The coronavirus has uprooted this growing lifestyle revolution, as it has with so many other things in our society. While working remotely is now more popular, and more necessary, than ever, the full-time travel aspirations of many digital nomads now seem like a distant reality.

When the pandemic hit, many digital nomads faced the reality of navigating social distancing and quarantine without a permanent home. Many were locked in battles over visas, forced out of rental properties and hotels with quickly-shifting laws, or even kicked out of countries where they had no permanent residency status. Many predicted that this would be the end of the digital nomad lifestyle, even when the pandemic subsides.

The coronavirus revealed not only how quickly things could change, but how being a digital nomad can still feel like being a square peg trying to fit into a circular hole, especially when faced with the way society reshaped around pandemic safety requirements.

With the new way of pandemic work – from behind a laptop with a strong internet connection – now cemented as often just as productive and an easy way to save costs, it actually seems less likely that this new lifestyle will be a square peg for much longer.

The Remote Work Revolution

While the coronavirus may have put a serious damper on the full-time travel lifestyle of many digital nomads, it has launched millions into the lifestyle of working remotely.
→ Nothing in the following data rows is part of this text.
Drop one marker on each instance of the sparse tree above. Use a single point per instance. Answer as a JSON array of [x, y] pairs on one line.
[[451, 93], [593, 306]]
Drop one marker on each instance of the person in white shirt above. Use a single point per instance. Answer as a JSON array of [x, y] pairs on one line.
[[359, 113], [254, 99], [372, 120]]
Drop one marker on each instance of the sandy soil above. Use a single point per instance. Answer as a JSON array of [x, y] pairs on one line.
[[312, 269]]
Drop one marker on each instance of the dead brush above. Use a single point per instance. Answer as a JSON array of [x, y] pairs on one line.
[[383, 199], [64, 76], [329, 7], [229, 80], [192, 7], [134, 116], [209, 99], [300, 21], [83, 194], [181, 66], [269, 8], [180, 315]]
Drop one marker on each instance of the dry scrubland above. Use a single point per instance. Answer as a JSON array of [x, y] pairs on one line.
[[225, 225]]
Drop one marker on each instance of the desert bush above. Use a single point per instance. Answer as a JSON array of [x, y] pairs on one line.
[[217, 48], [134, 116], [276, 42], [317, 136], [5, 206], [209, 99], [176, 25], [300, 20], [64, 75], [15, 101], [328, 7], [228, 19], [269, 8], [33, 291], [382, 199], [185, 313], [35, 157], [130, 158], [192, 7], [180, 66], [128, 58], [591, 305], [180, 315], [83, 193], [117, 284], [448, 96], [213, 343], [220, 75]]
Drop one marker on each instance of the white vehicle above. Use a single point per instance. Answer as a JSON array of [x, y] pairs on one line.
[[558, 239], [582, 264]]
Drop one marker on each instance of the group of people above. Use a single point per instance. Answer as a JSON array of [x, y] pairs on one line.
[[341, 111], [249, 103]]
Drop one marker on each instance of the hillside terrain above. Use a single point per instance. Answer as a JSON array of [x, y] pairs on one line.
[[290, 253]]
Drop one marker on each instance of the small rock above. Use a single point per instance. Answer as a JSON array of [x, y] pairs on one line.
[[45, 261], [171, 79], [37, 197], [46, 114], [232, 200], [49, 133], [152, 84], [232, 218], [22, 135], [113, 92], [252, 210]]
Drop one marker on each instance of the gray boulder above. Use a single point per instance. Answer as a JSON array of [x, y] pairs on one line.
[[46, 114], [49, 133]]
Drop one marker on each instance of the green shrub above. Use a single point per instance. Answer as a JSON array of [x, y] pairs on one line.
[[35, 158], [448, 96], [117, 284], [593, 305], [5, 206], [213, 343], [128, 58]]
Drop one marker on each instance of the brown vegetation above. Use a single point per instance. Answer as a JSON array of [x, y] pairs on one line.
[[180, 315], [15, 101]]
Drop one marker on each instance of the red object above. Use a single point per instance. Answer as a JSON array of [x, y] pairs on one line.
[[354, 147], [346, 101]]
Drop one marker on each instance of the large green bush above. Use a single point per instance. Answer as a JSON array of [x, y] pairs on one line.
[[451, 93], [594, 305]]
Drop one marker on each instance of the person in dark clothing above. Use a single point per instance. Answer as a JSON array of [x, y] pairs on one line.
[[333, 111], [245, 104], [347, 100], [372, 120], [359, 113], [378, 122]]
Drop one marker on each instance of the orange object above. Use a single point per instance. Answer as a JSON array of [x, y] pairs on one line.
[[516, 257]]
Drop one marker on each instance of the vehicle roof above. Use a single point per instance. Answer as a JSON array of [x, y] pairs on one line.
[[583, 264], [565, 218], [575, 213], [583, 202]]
Experts say this revolution in work shows no signs of slowing down post pandemic. With workers and employers opening their eyes to the fact that much office work can now be done from anywhere, it’s likely here to stay.

Employers may debate whether employees are able to foster community from a distance, interacting and collaborating as they did before, as we adjust to our increasingly digital lives. However, the reality of saving thousands on office space and other overhead is likely to generate an entire new workforce of remote workers primed for the digital nomad lifestyle when travel can resume.
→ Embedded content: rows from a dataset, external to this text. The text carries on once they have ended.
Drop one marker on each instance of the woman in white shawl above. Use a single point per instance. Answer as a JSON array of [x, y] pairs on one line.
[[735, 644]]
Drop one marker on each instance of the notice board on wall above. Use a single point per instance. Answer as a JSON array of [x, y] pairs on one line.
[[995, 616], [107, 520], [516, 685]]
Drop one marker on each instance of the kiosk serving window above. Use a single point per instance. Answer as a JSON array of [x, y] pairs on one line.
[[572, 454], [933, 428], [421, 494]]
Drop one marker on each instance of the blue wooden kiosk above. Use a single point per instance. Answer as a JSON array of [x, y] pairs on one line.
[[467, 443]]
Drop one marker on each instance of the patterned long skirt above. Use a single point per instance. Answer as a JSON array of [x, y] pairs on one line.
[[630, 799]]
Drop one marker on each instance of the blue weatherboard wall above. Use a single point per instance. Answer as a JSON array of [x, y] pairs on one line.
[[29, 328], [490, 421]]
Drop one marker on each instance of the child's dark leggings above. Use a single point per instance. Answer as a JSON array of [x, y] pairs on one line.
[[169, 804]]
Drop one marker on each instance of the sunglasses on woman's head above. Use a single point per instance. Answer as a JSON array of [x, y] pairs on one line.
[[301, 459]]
Location Independence: The New Employee Benefit

Regardless of future of travel once the pandemic is over, the new freedom that many workers have tasted for the first time is not something that many are likely to forget. This new freedom to work from any location, to set more flexibility in schedules and deadlines, and to connect with coworkers in new ways, are benefits of work worth negotiating for in the future.
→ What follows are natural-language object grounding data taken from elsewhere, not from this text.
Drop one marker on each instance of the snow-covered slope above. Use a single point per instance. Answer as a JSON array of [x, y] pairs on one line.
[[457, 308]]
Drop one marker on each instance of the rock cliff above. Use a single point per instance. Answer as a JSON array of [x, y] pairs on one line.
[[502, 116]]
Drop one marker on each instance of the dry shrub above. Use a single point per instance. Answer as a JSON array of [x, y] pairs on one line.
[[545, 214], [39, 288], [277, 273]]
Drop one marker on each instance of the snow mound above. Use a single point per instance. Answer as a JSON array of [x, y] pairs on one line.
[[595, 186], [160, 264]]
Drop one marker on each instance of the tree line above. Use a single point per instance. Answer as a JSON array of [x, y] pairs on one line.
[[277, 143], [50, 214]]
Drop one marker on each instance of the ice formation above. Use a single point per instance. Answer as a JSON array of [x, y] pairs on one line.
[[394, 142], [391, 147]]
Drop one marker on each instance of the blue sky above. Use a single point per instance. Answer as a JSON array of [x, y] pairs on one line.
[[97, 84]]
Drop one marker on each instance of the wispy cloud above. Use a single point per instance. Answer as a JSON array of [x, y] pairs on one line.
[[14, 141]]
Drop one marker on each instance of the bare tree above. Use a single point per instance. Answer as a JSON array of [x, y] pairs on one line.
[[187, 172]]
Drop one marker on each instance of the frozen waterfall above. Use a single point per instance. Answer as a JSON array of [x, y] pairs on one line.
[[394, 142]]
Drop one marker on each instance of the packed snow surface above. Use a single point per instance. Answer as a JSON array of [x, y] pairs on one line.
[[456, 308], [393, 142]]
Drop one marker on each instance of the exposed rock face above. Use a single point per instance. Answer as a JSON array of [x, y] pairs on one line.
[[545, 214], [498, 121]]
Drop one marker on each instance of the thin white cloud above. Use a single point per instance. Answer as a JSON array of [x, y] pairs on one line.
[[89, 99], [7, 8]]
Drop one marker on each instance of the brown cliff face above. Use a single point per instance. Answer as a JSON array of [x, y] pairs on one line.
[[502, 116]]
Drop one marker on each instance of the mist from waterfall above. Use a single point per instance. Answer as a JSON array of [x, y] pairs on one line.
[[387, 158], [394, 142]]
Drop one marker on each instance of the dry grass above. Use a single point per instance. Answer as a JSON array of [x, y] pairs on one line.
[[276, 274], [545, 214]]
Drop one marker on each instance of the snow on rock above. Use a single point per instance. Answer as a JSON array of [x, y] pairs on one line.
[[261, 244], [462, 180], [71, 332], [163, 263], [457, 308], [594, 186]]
Just like the number of personal days, health insurance plans, and professional development opportunities, working remotely is now an additional work perk that I expect to see expanding further in the coming months and years once we round the corner on this pandemic.

Sticking to the same time zones as coworkers, would-be nomads based in the United States and Canada may find that some of the best cities for digital nomads in Latin America, such as Buenos Aires, Argentina, or Medellin, Colombia are places to consider for a remote working stint. Not only do relocation perks allow for travel, but they can save money for both employers and employees.

A New Digital Nomad Age

Rather than betting on the decline of the digital nomad lifestyle, I’m betting our new, broader acceptance of remote work actually leads to an increase in its popularity and prevalence. While we may not see people selling their belonging and going “full nomad,” the coronavirus may be the push both workers and employers have largely been waiting for to make workplace changes.

Quarantine has been a time that many of us have used to rethink things we may have put on the backburner. I know I have regretted not booking a plane ticket when I had the change prior to COVID!

Rather than turning people off to the idea of travel or lifestyle changes like those that the digital nomad lifestyle provides, I think our collective realization about the uncertainty of tomorrow may have a reverse effect – making us more likely to take risks to make our dreams happen.

While no one can predict the future – even months into the pandemic it seems still too early to plan for its end, the digital nomad lifestyle may have found the springboard it needs to launch.